Tags: #Cicncia Ficción, Humor

También se quedaban sin empleo los miles de personas que trabajaban en los teatros, cines, salas de conciertos, estadios y otros espectáculos públicos. Los espectáculos de masas habían muerto. Cuando se reunía una masa de gente se reunía también una masa de marcianos, y lo que iba a ser una agradable diversión cesaba de serlo, aun cuando fuese posible continuarla. Borremos pues a los jugadores de béisbol, taquilleros, acomodadores, boxeadores, operadores de cine y televisión.

Sí, las cosas iban a ser difíciles. La Gran Depresión de 1929 empezaba a verse como un período de prosperidad.

Sí, pensaba Luke, iba a costarle mucho encontrar trabajo. Y cuanto antes empezase a buscarlo, mejor. Tiró impaciente las últimas cosas de la maleta en los cajones de la cómoda, observando con algo de sorpresa que la camiseta de Margie estaba entre ellas. ¿Por qué habría traído aquello? Se tocó el rostro para ver si se había afeitado, se pasó el peine rápidamente por el cabello y salió de la habitación.

El teléfono estaba sobre una mesita en el vestíbulo y Luke se sentó allí ante el listín telefónico. Dos periódicos de Long Beach encabezaban su lista. No es que confiase realmente en entrar en ninguno de ellos, pero el de reportero era el trabajo más adecuado en que podía pensar, y no perdería nada con intentarlo, excepto un par de monedas. Además, en el News conocía a Hank Freeman, lo que podía serle de cierta utilidad para presentarse en uno de los dos periódicos.

Marcó el número del News. Había un marciano en la centralita parloteando al mismo tiempo que la telefonista, intentando confundir las llamadas y a veces consiguiéndolo, pero finalmente logró hablar con Hank. Éste trabajaba en la sala de redacción.

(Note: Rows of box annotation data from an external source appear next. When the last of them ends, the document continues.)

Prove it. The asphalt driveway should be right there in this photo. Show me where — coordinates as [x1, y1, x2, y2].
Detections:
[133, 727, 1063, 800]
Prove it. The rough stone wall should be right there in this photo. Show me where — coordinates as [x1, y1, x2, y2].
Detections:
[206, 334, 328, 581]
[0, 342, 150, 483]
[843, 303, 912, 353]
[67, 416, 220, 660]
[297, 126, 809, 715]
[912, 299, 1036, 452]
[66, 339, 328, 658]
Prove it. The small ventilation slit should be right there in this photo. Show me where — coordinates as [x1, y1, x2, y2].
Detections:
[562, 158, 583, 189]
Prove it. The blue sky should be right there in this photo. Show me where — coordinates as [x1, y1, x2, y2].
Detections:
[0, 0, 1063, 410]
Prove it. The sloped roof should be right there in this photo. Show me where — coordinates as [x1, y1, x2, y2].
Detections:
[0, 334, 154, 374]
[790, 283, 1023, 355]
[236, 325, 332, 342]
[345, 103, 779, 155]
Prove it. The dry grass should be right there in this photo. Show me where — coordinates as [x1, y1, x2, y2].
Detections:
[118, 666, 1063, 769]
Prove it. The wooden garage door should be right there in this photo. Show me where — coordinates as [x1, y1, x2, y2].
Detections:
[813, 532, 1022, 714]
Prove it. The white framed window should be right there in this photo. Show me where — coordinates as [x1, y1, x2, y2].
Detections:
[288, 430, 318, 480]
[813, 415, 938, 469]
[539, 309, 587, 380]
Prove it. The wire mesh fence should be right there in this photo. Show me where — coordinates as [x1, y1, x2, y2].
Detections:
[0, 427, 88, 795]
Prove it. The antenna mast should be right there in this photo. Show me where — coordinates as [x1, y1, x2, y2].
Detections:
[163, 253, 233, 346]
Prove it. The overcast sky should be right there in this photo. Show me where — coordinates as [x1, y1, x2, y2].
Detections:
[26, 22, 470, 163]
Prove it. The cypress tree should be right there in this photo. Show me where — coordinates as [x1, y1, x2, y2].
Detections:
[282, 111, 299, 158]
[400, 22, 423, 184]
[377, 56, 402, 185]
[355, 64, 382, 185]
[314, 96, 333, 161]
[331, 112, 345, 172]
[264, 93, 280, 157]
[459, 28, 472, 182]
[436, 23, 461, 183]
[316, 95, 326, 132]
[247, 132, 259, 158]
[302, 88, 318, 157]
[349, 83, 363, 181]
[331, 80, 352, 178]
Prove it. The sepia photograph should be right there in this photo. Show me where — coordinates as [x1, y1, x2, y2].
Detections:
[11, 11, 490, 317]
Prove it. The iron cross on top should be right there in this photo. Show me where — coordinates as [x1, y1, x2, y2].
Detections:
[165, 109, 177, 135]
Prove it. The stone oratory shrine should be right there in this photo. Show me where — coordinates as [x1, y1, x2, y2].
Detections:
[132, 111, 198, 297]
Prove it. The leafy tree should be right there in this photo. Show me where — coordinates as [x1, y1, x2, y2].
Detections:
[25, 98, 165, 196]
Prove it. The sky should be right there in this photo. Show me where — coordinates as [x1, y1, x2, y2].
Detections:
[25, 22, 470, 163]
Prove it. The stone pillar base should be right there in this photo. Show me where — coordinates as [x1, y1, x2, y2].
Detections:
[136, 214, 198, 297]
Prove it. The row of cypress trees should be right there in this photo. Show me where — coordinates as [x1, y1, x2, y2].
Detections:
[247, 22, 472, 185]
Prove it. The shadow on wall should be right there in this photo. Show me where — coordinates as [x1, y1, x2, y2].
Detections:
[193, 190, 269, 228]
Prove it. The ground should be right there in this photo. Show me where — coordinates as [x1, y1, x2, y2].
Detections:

—Luke Deveraux, Hank. ¿Cómo van las cosas?

—Bueno, podrían ir peor. ¿Cómo te tratan los verdes, Luke?

—Me imagino que como a todos. Oye, estoy buscando trabajo. ¿Qué posibilidades hay de entrar en el News?

—Ninguna. Tenemos un montón de gente esperando para cualquier tipo de trabajo en el periódico; muchos con experiencia de periodistas. Nunca has trabajado en un periódico, ¿verdad?

—Los vendía por la calle cuando era pequeño.

—Hoy ni siquiera encontrarías trabajo para eso, amigo. Lo siento, ni la más remota esperanza de nada, Luke. Las cosas están tan mal que todos hemos aceptado rebajas de sueldo. Y con tantos talentos que intentan entrar, me temo que yo también voy a perder el puesto.

—¿Rebajas de sueldo? Creía que sin la competencia de la radio los periódicos prosperarían.

—La circulación ha aumentado. Pero los ingresos de un periódico dependen de los anuncios, y eso ha pegado un bajón. Con tanta gente sin empleo y sin gastar, todas las tiendas de la ciudad han cortado sus presupuestos de publicidad. Lo siento, Luke.

Luke no se molestó en llamar al otro periódico.

Salió a la calle y caminó hacia la avenida Pine, en dirección al distrito comercial. Las calles estaban llenas de gente y de marcianos. Los viandantes, en general, parecían silenciosos y sombríos, pero las estridentes voces de los marcianos compensaban aquello.

Había menos tráfico que de costumbre, y la mayoría de la gente conducía con mucha precaución; los marcianos tenían el hábito de kwimmar de repente a los capós de los coches, delante del parabrisas. La única solución era conducir lentamente y con un pie en freno, listo para parar en el momento en que la visión quedase interrumpida.

También era peligroso pasar a través de un marciano, a menos de tener la seguridad de que no se hallaba de pie delante de algún obstáculo para impedir que uno lo viera.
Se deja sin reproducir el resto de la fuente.